Port of Spain District Magistrates Court. – Photo by Sureash Cholai
CONVICTED in 2016 and sentenced to hang for the 2008 murder of a sanitation worker with the Housing Development Corporation, Hakim “Gargamel” Brathwaite has mounted a challenge to his trial in the High Court.
On Wednesday, Justices of Appeal Alice Yorke-Soo Hon, Gregory Smith and Malcolm Holdip heard submissions from Braithwaite’s attorney Peter Carter and deputy Director of Public Prosecutions (DPP) Joan Honore-Paul, although they are yet to hear arguments on whether Brathwaite should be given time to appeal, since his notice was filed late.
He has also filed an additional ground which raises constitutionality issues.

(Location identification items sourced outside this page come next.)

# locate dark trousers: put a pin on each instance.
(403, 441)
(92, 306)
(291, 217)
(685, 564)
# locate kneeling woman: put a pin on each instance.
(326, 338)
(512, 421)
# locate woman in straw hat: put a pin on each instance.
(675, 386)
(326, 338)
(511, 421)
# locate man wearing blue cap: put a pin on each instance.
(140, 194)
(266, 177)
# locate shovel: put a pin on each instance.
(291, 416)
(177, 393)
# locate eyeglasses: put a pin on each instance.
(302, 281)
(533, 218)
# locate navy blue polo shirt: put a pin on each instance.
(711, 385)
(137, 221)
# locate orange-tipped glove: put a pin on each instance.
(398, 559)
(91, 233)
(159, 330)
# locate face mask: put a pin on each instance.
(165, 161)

These two will be heard in the new year.
At Wednesday’s hearing, Carter advanced the other grounds of appeal, all of which complained of the way the trial judge dealt with salient aspects of the defence in her directions to the jury.
Brathwaite, of Foster Cuevado, Picton in Laventille, was accused of killing 30-year-old Kevin Miguel Williams on April 17, 2008.

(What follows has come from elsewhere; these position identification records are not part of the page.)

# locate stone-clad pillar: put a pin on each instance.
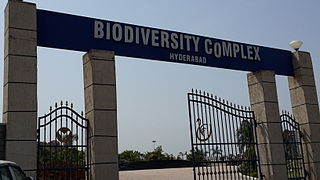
(305, 108)
(20, 84)
(264, 103)
(101, 110)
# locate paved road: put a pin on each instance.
(170, 174)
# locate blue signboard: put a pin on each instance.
(65, 31)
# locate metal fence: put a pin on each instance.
(292, 146)
(223, 139)
(62, 145)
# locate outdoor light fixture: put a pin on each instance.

Williams, of Plaisance Road, East Dry River, Port of Spain, was shot dead while working at the “plannings” just off the Old St Joseph Road in East Dry River.
In 2016, he was convicted by a jury and sentenced to hang by Justice Althea Alexis-Windsor
Carter said there were “material irregularities” in the judge’s directions on Brathwaite’s defences. He complained about the choice of words the judge used and said by doing so she had failed to put to the jury the middle ground in each defence of fabrication and alibi. He claimed the police fabricated the murder charge against him, while his own testimony presented an alibi for his whereabouts when it was alleged he committed the murder.
He also complained that the judge’s juxtaposition of Brathwaite’s defences with the prosecution’s deprived him of having his defence “fairly” put to the jury.
Carter also complained of the judge’s failure to carefully caution the jury on the evidence of a senior police officer in the case, who allegedly identified Brathwaite as the killer, when the two had a history.
He also raised issues with the failure of the police to produce personal pocket diaries to substantiate claims of utterances by Brathwaite, saying it not only raised questions of police following the proper procedure but also credibility, but the judge did not raise the latter.
In response to the appeal, Honore-Paul took the judges through the judge’s summation, insisting there was a clear middle ground for the two defences and the judge had thoroughly gone through Brathwaite’s defence. She said the “juxtaposition” complained of was only to clarify specific issues.
She also dismissed the complaint about the failure to caution the jury on the credibility of the police, pointing out that the judge did explain to them the officer in question was a witness with an interest to serve, and how they should approach his evidence.
Also appearing with Honore-Paul at the appeal was assistant DPP Sabrina Dougdeen-Jaglal.
The judges now have to set a date to hear the additional ground of appeal and the application for leave to extend the time to allow Brathwaite’s appeal.